Immigrants to Fuel Next Decade of Growth

immigrationThe blossoming housing recovery stands to benefit from efforts to revamp U.S. immigration laws.  A Mortgage Bankers Association study projects that the number of foreign-born homeowners will increase by 2.8 million in the 10 years ending in 2020, versus the 2.4 million gain in the previous decade.

Meanwhile, new research by the National Association of Hispanic Real Estate Professionals concludes that the increase could be even bigger if more opportunities for homeownership are made available to undocumented workers.

According to that study, immigrants hold more positive views of homeownership than native-born Americans and, consequently, are more likely to buy a house the longer they live in the country.  An immigration bill giving non-citizens legal status could generate more than $100 billion in new mortgages and create 3 million more home buyers over the next several years, NAHREP estimates.

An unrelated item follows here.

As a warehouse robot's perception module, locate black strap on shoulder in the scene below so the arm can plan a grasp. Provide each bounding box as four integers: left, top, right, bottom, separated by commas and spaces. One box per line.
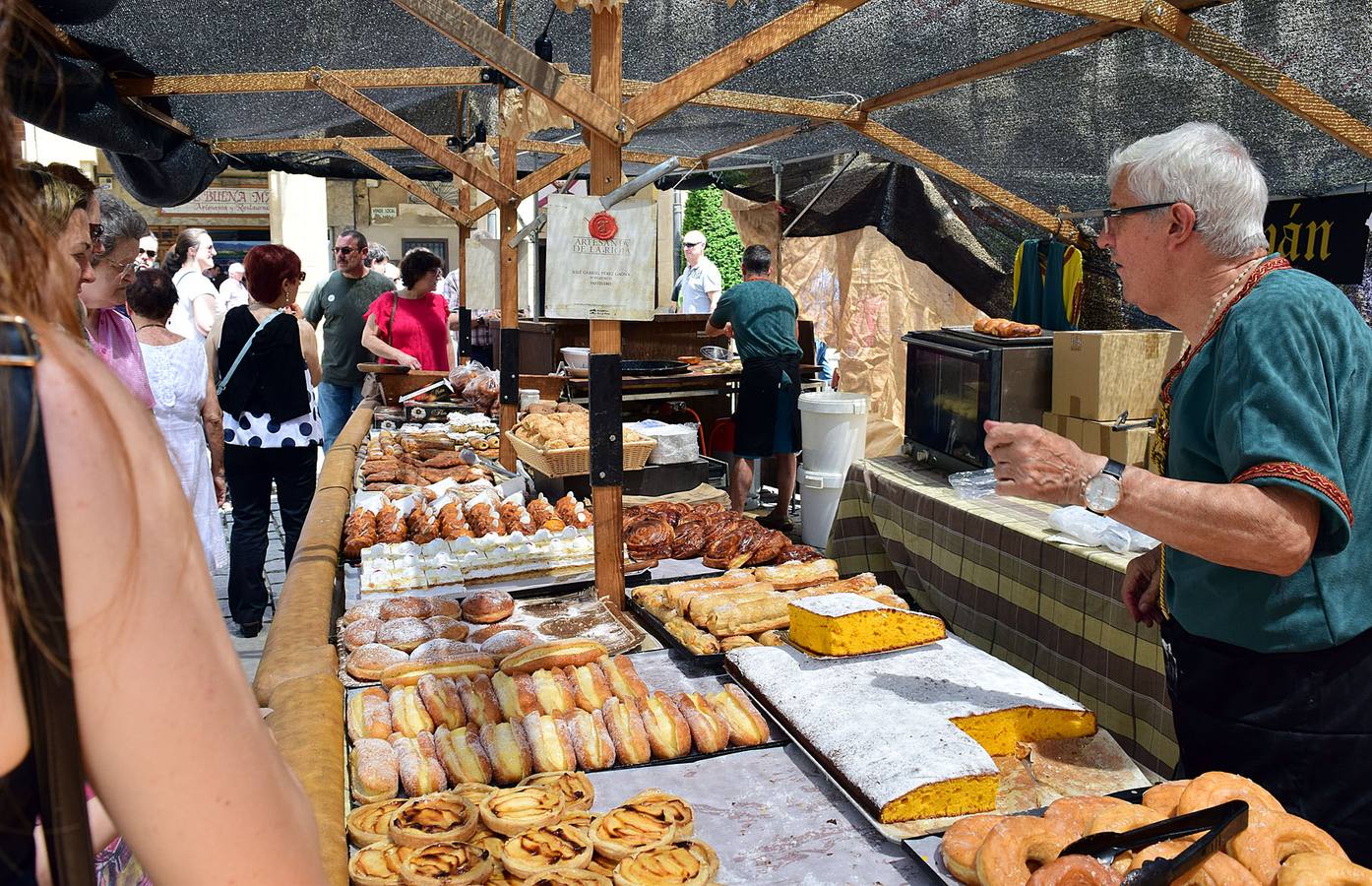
0, 315, 94, 886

The MBA’s study, which did not take the potential impact of new immigration laws into consideration, projects that by 2020, 61 percent of Hispanic immigrants who arrived here nearly 40 years earlier will own a home.

USC public policy professor Dowell Myers, who penned the MBA study, concludes, “We’ve probably underappreciated this powerful force that is already resident here and is so upwardly mobile that it pushes up the housing market from the bottom. There’s this incremental momentum that’s built up.”